Clockless Chips
iarkin writes "TechReview is running a very interesting
article about clockless chips.
Clockless, or asynchronous, chips work very much faster and consume less power than their synchronous equivalents (Intel hade some experiments on these chips back in -97, the results showed that the asynchronous chips were three times faster and consumed only half the power)."
It wouldn't be that bad. The industry would just get away from numbers, and move to something like many software makers are doing today.
In place of a 2Ghz Pentium IV we will be seeing an Axium Gold.
It will take a little getting used to, but we'll get over it. Ford doesn't call their cars Model A's or Model T's anymore!
What *should* happen, is everyone should argee on a standardized benchmark, which is OS & architecture independent, that would become the single number comparsion between two chips. Although, I highly doubt everyone would argree to such a single benchmark.... The real problem, which (thankfully) is coming more and more out into the open, is that there is no way to meaningfully reduce today's complex general purpose CPUs to a single number, or even a small subset of numbers. Real performance is far too application dependant (and in some cases data dependant), meaning that the only truly useful benchmark for any application is to actually run the application in question. We're pretty much on the way to this already... gaming sites benchmark equipment based on how well/fast it runs a variety of common games using a variety of settings for example.
Any quoted single number is reasonably meaningless.

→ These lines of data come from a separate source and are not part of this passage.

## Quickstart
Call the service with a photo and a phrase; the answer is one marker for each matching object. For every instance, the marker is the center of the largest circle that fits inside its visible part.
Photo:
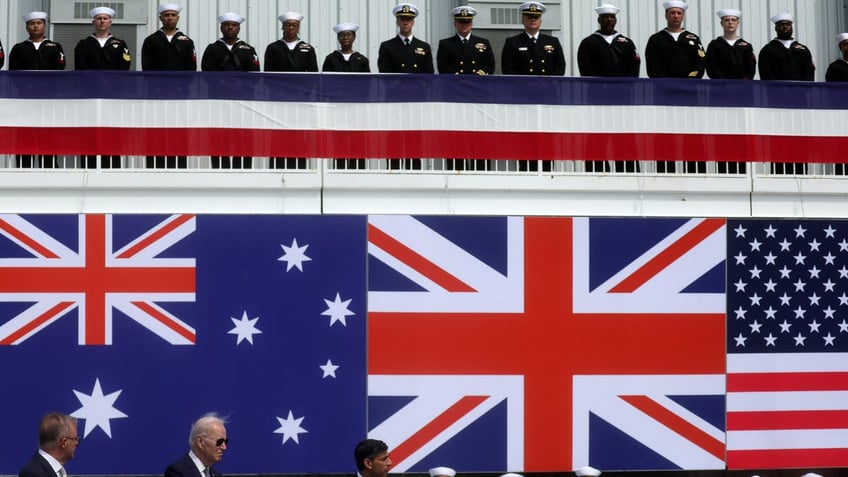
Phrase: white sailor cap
(463, 13)
(405, 10)
(345, 27)
(35, 16)
(290, 16)
(101, 11)
(675, 4)
(169, 7)
(782, 17)
(231, 17)
(533, 8)
(437, 471)
(729, 12)
(607, 9)
(587, 471)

Of course I'm used to things getting published a little late on slashdot ;-)
M0571y H@rml355.
Actually FLOPS (floating operations per second) are too specific to be a general benchmark. They work good for gaming consoles and graphics cards because in those cases nearly every calculation involves floating points. In general processors floating point processors are only a subset of the whole processor and aren't always the most important factor.
MIPS (million instructions per second) is better, but this gets back into RISC or CISC issues. How much work does one instruction do? Not that the current MHZ system is any better in this regard. Hmm I guess then in that sense MIPS would be a good replacement for MHZ. However why would you want to move to another inaccurate measure of performance?
The factor that clockless computers have that most closly relates to MHZ is IPS or instructions per second. This is an average, obviously. One problem that this doesn't cover though is IPP or instructions per program. Related to the old RISC and CISC concepts, some computers need more instructions to get the same work done. If a standard can be found for determining IPP and some method of combining IPP and IPS can be found that makes sense in a performance measurement way.....
There are some compelling reasons:
Though synchronous design has enabled great strides to be taken in the design and performance of computers, there is evidence that it is beginning to hit some fundamental limitations. A circuit can only operate synchronously if all parts of it see the clock at the same time, at least to a reasonable approximation. However clocks are electrical signals, and when they propagate down wires they are subject to the same delays as other signals. If the delay to particular part of the circuit takes a significant part of a clock cycle-time, that part of the circuit cannot be viewed as being in step with other parts.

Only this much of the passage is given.